# Cutting Software - What are some of the options?



## katruax (Sep 30, 2010)

So I just got this new vinyl cutter the other day.

https://www.digitalcuttersplus.com/...ade-to-the-24-ACS-Eagle-Ultraforce_p_156.html

It was a toss up between this one and the Puma III from Synergy 17 - Home - Your source for all your garment decorating equipment and supplies.

I can tell you Stephanie there at Synergy17 is so helpful I REALLY wanted to buy my new cutter from her. But Sandy with KNK Support and Brenda over at Digital Cutters Plus were super helpful too... So it was a toss up!

Now the reason I limited my choice to these two was because both offered the flat bolt on tables and I LOVE THEM!

There were two reasons I tipped for the Eagle... The added downforce offered... I already had a KNK from Brenda and the Stand came with the KNK model and I like the material catch offered on the KNK Stand...

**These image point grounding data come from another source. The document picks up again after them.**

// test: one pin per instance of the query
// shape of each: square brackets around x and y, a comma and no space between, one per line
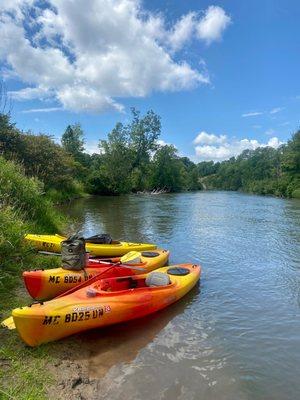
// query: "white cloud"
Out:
[213,24]
[49,109]
[270,132]
[182,31]
[92,147]
[206,138]
[88,58]
[219,148]
[276,110]
[252,114]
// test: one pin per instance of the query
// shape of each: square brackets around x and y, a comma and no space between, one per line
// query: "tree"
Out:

But what really tipped me was the cutting software which brings me to my question...

My new cutter came with KNK Studio... In KNK Studio it has a really neat feature where you can see the cut order of objects and have it even number them for you. See the image below.

There are various way you can sort as well and this one is the nearest option... To me this is huge!

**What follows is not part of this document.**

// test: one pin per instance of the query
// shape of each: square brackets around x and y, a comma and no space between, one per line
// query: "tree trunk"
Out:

I have a KNK Zing and with it you have to use Make the Cut... With Make the Cut there is no rhyme of reason to the sort order of objects as they cut... The Zing will cut a rhinestone template and cut it well but the way it cuts is crazy... Zig zagging all over the place...

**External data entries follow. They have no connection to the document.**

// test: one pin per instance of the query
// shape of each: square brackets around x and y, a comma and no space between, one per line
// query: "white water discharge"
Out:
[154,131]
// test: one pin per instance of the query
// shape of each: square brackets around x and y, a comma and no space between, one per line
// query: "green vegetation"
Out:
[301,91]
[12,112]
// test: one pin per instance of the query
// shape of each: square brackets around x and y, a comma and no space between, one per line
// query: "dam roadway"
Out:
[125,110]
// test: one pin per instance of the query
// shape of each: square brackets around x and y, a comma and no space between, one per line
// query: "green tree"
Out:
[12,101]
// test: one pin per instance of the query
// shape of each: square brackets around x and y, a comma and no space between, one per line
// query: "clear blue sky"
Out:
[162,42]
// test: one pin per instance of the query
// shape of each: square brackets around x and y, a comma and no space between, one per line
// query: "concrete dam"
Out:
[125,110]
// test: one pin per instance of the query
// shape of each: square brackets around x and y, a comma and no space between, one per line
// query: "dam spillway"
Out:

My last cutter was a Red Sail and the software for it was LXI... That software had an option that was supposed to sort objects based on location but it too did a lot of zig zagging all over. That always frustrated me... Lots of time being wasted when cutting a template...

So when I saw the option in KNK where it would really cut the nearest circle and even allow me to see the cut order before I cut I was impressed!...

So I ask this question for others interested in cutter options because I wish someone had asked this when I was doing my research.

GCC Cutters come with Great Cut... Does Great Cut offer a similar option where it will cut the nearest circle in a logical order and as a bonus let you see the cut order. 

WinPC Sign.. .Very Popular choice as well... I wonder if it has a similar feature?

I do know that Stone Cut Pro has a similar feature and at first was the primary reason I was interested in it because to my knowledge it was the only cutting software that had such a feature.

There are lots of cutting software out there... Perhaps others that have those programs can comment if their software has a similar feature?

To me this is huge because I can tell you both my Zing and My Eagle have the same capability in cut speed, in fact most cutters do... But my Eagle will cut a template in half the time or better than the Zing because when it cuts it does so logically in order rather than dance all over the place like the Zing does and to me that's a pretty big deal.

I would be interested to hear others opinions on this.

Kevin


----------



## ChefScott (Nov 25, 2011)

katruax said:


> GCC Cutters come with Great Cut... Does Great Cut offer a similar option where it will cut the nearest circle in a logical order and as a bonus let you see the cut order.


Under View-Change Order (Shift-R)



katruax said:


> WinPC Sign.. .Very Popular choice as well... I wonder if it has a similar feature?


Yup, it has a similar feature. Under Shape-Order-Display Object Order.

You can rearrange the order in both. The first pic is GreatCut. The second pic is WinPCSIGN 2012.


----------



## katruax (Sep 30, 2010)

Thanks for the info Scott I think this will be helpful for others... I've never seen those features discussed or demonstrated before and to me when cutting Rhinestone templates it's a pretty big deal because with less knife travel zig zagging all over like my older cutter used to and my little Zing does it's going to finish a template much faster.

Kevin


----------



## DivineBling (Sep 14, 2010)

Thanks for the kudos, Kevin.

I actually use that feature all the time in OOBling. It gives you the option how how you want to sort and if you want to view the numbers. Then you can zoom in like I show in the second photo to see them better.

It is a great feature!


----------



## katruax (Sep 30, 2010)

That's a good point Stephanie.... I knew in OObling you could do the same thing because essentially KNK Studio is identical on the cut process as the software are the same from a cut perspective... KNK Studio has no Rhinestone function...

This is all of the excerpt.